This is not a typo: The world's fastest gaming monitor may well be this ancient IIyama CRT unit, pushed [modded] to 700 Hz at a glorious 120p resolution
What exactly is the point of all those extra Hz? I get that in this case it's just a "because we can" kind of situation, but in general... I've never paid any attention to refresh rate and it has never affected me. Is higher really better?
After a certain point, no, not really. 30 FPS is good for basic video. 60 is good for fine motion (sports, fast video games). 120 is good enough for basically every regular viewing use case. Beyond 144, it's really diminishing returns. You know how when something starts spinning really fast, it just turns into a blur? Yeah.
I don’t know where is the limit but I’m willing to keep trying. My previous monitor was 165 Hz and it was good. My new 480 Hz monitor it’s glorious when I can run the game at that speed. Played Boltgun and there where areas where it “only” ran at 360 Hz and others where it ran at full 480 Hz and the difference what noticeable and very satisfying.
On not so super super technical level, being able to see something updating on your screen before your opponents, can give you an advantage. Provided you can also react fast enough for it to matter.
That's bull, your reaction time is always leagues slower. Not to talk about input lag, although it has gotten much better, it still adds 5 to 10 fps (on 145 fps) to the reaction time.
It's more of a moar = better thing, because most gamers are male teens/young adults, and no one in the industry fights the claims, because they make more money from expensive gaming hw.
Physically, the eye tops out at about 100 Hz; cones can't refresh their chemical faster than ~70 Hz but some effects with LCD (vs. CRTs line-by-line) increasing sensitivity.
But apparently, you can train your sensibility with computer work where you have to follow the mouse with your eye (CAD, artists, etc). I guess the neuron layer in the eye for preprocessing get optimized for smaller areas of sensitivity that way. Such trained people notice a stuttering in animations even if the focus is elsewhere, which is annoying.
At least, i'm not affected and can't tell the difference between 60 Hz and 30 Hz.
So in short, it depends. If you aren't bothered, look for other specs.
A faster refresh rate also means the image on screen is more up-to-date with what the computer is actually processing. Basically, it doesn't matter if the difference is perceptible in terms of image smoothness because the gap between your inputs and the response of the screen narrows significantly.
Up to a certain extent, yeah. The faster an image appears on the screen, the sooner your can perceive it and start to react. But it’s a diminishing return. The difference between 30 FPS and 60 FPS is perceptibly much bigger than the difference between 60 and 90. Beyond about 180-240, it becomes faster than any human alive can perceive. Even 144 is fast enough for nearly everyone to reach their theoretical peak performance.
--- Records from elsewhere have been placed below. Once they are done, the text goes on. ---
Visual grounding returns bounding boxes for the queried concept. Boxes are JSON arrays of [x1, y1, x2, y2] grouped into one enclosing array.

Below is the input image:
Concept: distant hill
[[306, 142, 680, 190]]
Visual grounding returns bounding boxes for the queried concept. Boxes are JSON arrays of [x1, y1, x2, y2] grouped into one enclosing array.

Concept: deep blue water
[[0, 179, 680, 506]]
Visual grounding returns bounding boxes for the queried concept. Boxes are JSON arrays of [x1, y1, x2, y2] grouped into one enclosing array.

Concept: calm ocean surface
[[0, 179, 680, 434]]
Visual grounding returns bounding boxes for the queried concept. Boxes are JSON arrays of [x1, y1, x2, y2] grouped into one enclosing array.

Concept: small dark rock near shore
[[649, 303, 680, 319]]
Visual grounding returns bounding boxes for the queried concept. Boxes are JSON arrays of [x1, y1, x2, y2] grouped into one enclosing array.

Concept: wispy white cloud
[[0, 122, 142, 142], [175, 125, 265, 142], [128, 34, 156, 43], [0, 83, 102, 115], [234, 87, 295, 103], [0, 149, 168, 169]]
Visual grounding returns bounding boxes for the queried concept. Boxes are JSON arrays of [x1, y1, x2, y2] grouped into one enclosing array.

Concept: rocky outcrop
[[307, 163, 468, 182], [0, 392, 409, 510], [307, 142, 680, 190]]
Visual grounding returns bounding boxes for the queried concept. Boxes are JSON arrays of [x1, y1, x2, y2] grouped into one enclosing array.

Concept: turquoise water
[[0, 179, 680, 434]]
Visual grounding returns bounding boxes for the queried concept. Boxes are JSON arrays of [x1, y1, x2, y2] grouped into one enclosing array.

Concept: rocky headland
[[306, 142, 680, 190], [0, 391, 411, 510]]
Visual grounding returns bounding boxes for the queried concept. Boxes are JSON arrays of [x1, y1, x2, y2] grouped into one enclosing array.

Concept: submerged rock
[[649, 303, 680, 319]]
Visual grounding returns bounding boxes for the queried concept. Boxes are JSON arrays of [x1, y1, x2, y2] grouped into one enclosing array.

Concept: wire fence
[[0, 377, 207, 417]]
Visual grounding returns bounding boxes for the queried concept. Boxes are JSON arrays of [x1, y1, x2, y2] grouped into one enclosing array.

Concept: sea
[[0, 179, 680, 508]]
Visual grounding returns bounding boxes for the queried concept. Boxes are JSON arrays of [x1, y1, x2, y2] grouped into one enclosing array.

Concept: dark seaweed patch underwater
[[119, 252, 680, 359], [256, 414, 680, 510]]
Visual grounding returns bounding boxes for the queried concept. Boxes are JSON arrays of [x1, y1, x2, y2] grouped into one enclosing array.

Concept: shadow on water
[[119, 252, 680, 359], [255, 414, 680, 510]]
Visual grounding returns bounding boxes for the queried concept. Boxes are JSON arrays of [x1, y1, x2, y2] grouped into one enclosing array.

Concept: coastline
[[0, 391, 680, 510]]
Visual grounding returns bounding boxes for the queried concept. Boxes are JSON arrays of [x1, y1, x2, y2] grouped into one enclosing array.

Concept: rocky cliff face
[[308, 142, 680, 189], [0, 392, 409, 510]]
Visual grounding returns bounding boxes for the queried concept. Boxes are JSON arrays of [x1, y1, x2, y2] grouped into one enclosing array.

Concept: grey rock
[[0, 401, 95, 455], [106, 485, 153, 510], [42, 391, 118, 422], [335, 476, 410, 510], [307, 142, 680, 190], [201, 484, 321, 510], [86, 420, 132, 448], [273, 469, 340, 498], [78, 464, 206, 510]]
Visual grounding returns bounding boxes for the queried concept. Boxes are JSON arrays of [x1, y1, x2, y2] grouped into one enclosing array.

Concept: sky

I wanted to know how important this really would be. Human reaction times among gamers are on the order of 150-300 ms, and professional gamers mostly manage 150-200 ms. A view refreshing 700 times per second gives a new frame every 1.4 ms, while a view refreshing 60 times per second gives a new frame every 16.6 ms.
In a reaction timing heavy game, this would not be enough to bridge the gap between the fastest in the world and the slowest professionals, but it's on the right order of magnitude to make a difference in professional level play, up against a 60 Hz display. On the other hand, it's only a marginal step up from a 240 Hz display, and the loss in resolution must have an effect at some point.
There's probably games where this is better, but only when the difference is small, or the other display is handicapped.
I used to own a ilyama crt, it died a honorable death around 2000-ish while i was playing Dark Age Of Camelot.
RIP my friend, i will always remember your 18kg of glass and plastic fondly.
I have the 514. I OC'd it using xrandr on Linux a few years back at 280Hz merely for testing. Mind you, the maximum supported vertical refresh rate of that monitor is 200Hz. Not sure on the resolution but it was way below 1024x768. The monitor at that refresh rate made a humming noise that scared me and I went back to 240Hz which did not produce any noise. Those monitors were beasts.